Kevin Ferry is the founder of the Chicago-based company Cronus Futures management and is among the most respected voices in the arcane but very important worlds of Eurodollars, credit swaps and interest rate futures.

Mr. Ferry advanced a theory that the March sell-off in growth stocks, and the decline in U.S. bond yields, is the result of a massive portfolio re-allocation by pension funds.

"Public corporate pension funds, thanks to the over 30% gain in S&P500 last year and the rise in rates …. are 100% to 110% funded. At the end of the first quarter a number of large pension funds were up 8% on the year because of their holdings in the [momentum] stocks… it became attractive to reduce growth assets and increase hedge [fixed income] assets."

In other words, pension funds became overweight equities because of the strong performance of U.S. growth stocks in the 12 months ending February.

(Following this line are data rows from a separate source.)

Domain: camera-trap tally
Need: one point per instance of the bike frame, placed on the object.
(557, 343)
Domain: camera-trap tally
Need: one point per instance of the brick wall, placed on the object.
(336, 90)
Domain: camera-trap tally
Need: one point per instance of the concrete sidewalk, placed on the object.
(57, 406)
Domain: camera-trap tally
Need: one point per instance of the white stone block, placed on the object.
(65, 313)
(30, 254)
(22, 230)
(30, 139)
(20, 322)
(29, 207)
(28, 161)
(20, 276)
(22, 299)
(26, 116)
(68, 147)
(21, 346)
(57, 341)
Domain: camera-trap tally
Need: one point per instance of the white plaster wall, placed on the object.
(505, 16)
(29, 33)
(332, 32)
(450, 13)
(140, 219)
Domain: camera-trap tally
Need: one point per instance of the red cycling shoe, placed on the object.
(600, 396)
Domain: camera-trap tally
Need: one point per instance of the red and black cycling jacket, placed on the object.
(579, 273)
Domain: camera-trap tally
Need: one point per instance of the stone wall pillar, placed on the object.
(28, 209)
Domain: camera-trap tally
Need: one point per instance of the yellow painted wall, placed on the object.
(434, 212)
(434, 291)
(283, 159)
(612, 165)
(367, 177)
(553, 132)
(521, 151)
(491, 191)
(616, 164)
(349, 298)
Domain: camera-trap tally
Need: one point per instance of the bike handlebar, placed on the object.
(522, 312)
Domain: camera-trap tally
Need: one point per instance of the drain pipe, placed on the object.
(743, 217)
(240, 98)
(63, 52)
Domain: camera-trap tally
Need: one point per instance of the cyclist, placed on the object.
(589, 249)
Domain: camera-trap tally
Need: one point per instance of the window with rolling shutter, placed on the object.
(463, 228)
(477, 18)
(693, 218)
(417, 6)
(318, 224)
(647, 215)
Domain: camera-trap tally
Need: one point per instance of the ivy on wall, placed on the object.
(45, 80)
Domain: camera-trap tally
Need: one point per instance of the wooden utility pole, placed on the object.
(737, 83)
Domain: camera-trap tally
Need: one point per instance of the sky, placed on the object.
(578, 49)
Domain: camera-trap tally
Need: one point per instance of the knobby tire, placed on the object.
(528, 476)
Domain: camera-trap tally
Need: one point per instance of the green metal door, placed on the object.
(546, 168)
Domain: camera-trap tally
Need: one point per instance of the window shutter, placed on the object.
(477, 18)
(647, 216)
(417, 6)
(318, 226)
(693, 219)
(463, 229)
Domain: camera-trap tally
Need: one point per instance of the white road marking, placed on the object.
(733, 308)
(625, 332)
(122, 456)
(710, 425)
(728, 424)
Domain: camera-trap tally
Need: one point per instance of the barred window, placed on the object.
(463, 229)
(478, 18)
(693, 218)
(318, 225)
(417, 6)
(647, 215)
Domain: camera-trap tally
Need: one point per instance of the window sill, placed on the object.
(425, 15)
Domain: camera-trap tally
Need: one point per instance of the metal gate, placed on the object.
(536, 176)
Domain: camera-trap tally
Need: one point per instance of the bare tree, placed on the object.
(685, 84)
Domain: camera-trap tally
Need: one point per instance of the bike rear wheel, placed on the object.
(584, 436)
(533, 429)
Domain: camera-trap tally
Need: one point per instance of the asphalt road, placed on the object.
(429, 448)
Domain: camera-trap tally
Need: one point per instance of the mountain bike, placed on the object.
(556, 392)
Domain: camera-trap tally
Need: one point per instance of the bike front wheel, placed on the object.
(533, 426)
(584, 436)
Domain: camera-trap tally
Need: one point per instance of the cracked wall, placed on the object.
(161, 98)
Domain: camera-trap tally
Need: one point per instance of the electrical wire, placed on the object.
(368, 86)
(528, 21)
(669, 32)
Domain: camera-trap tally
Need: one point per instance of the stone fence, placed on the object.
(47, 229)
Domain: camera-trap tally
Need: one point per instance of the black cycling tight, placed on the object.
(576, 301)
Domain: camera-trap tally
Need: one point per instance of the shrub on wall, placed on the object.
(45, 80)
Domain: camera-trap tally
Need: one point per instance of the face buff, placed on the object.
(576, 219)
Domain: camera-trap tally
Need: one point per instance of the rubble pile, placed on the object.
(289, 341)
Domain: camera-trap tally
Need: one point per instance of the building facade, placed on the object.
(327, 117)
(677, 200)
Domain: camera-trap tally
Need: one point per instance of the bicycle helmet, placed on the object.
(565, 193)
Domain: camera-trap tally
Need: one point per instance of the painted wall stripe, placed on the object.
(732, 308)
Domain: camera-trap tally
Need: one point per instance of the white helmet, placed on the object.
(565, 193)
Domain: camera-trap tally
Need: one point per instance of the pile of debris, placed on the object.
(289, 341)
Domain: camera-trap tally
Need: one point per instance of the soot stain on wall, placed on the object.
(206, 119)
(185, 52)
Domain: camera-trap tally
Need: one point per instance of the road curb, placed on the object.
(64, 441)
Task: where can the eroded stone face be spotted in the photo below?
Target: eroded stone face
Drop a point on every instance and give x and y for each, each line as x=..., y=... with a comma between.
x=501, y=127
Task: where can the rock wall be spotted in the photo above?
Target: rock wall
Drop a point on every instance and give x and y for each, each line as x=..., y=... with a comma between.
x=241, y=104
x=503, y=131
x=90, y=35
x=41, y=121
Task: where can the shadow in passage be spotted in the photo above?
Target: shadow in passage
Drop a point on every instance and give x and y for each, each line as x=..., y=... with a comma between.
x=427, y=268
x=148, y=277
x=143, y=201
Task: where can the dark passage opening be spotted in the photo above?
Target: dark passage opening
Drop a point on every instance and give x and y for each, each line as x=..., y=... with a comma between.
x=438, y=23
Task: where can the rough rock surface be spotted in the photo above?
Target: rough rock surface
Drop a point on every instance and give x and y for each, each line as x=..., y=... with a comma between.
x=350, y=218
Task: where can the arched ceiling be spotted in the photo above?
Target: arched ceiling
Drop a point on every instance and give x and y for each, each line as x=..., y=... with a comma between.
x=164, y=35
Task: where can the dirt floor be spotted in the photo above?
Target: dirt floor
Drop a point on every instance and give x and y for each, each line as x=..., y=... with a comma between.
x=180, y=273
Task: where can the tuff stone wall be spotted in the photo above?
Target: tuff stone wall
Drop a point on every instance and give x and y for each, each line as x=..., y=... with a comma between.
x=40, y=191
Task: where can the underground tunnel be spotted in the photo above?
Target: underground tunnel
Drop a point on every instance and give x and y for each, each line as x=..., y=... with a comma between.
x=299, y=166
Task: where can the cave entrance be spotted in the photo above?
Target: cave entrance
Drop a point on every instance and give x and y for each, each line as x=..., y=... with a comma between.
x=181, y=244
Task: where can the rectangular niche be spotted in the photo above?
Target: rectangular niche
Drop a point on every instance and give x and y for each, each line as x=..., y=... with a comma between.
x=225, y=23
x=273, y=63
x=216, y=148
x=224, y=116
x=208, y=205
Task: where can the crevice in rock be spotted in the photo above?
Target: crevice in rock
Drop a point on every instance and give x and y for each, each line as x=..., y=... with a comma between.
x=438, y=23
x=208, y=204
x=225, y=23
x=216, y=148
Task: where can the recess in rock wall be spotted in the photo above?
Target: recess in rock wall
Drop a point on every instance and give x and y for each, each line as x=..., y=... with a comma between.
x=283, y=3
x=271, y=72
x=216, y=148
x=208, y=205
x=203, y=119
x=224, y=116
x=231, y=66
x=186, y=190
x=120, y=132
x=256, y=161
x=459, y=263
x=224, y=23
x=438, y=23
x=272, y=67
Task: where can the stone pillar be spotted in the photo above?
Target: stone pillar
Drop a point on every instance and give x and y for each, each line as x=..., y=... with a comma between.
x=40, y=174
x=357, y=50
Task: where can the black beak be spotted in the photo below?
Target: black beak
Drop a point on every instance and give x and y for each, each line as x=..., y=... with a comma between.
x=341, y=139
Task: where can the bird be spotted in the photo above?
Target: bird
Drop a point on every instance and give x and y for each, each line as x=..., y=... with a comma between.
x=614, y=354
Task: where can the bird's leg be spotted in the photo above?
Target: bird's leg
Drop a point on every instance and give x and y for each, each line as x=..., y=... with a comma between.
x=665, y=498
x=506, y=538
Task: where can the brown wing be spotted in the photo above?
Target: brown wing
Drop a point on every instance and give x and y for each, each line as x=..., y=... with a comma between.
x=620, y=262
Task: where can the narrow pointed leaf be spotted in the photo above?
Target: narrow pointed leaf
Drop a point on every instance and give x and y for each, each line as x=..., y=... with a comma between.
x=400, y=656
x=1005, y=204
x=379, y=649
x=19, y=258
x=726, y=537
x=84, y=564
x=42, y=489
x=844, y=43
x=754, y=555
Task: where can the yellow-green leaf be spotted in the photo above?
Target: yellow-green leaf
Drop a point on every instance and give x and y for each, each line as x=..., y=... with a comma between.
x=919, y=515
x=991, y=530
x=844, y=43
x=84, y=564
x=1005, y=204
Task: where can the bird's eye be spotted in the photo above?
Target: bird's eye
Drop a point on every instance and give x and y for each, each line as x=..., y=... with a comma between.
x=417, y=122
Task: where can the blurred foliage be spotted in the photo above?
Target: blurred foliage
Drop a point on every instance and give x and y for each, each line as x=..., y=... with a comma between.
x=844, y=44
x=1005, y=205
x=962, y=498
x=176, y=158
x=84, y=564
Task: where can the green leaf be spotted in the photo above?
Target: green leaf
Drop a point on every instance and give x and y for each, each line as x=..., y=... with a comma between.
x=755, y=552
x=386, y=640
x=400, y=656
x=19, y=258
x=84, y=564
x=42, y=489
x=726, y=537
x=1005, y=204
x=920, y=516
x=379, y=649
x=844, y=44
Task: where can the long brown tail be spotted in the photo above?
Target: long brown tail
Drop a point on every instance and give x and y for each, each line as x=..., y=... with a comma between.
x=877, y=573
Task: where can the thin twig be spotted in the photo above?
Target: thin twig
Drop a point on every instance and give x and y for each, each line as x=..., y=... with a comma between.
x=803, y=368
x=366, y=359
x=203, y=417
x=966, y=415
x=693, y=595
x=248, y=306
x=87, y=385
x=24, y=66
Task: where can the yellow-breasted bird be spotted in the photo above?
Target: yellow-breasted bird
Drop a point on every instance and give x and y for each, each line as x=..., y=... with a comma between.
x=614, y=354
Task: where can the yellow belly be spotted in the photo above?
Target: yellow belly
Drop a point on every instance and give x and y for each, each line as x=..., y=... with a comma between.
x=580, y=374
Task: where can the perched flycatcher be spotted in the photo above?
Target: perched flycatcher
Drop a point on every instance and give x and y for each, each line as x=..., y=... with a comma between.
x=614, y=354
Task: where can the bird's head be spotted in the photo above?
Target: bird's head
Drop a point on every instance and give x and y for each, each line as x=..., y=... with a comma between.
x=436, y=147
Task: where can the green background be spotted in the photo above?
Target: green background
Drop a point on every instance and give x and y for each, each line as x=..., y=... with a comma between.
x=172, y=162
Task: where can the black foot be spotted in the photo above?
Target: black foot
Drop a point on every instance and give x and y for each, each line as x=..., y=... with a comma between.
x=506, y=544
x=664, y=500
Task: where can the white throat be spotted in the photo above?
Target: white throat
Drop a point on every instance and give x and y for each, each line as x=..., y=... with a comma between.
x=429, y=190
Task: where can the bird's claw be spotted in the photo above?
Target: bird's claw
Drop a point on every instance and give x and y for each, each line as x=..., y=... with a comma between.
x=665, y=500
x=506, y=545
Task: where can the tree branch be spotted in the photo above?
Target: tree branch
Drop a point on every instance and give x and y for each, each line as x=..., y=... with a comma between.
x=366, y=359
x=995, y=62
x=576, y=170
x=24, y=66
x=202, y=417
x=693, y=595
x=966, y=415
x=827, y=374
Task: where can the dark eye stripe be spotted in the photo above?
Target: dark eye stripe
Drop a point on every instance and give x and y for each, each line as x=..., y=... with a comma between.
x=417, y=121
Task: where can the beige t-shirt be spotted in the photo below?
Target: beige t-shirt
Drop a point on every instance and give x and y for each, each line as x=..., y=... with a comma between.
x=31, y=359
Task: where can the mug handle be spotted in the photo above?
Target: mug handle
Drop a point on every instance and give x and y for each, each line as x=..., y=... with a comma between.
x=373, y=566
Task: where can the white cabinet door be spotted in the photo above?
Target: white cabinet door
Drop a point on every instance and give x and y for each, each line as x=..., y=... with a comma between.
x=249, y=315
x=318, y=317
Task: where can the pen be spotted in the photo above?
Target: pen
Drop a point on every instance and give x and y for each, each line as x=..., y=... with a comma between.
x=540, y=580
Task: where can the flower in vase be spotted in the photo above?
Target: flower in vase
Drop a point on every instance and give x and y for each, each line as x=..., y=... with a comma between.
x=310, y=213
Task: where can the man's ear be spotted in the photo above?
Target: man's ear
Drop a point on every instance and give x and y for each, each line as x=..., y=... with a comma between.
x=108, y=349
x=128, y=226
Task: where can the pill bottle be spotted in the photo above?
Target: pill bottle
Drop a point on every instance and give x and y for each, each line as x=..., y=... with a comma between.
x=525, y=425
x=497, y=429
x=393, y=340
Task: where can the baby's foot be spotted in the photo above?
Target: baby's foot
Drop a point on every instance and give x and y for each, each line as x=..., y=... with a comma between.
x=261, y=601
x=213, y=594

In response, they took profits in successful stock investments and bought bonds with the proceeds to help meet future liabilities.

The chart below, comparing the yield of the 10-year U.S. Treasury bond with the technology-heavy Nasdaq Composite index, suggests the theory is at least partially correct.

Nasdaq Composite index vs U.S. Treasury 10-year yield

SOURCE: Scott Barlow/Bloomberg

Beginning March 18, the Nasdaq and bond yields began moving lower, roughly in tandem. This is what we'd expect – the selling of Nasdaq stocks drove the index lower and, since bond prices and yields move in different directions, the increased buying of bonds drove yields lower.

For investors, the bad news is that high valuation momentum stocks like Facebook Inc. and Twitter Inc. are unlikely to recover anytime soon. U.S. public pension funds are generally much better funded than they were, they're content with longer dated bonds to ensure they'll have cash on hand to match the benefit payments they'll have to make, and so they don't need to increase their portfolio risk right now.

The potential silver lining is that the collapse of the mini tech bubble will see the more conservative, valuation-conscious investment strategies move to the fore. Last year, attempting to outperform the equity benchmarks virtually forced investors to chase stocks like Amazon.com Inc. (which was trading at over 500 times trailing earnings) and praying that they won't fall apart – in vain, as it turned out.

A more conventional market environment where stocks with attractive price to earnings ratios and reliable growth outperform is much more navigable for investors and should be welcomed. It reaffirms the proven, long term benefits of prudent stock picking and risk management.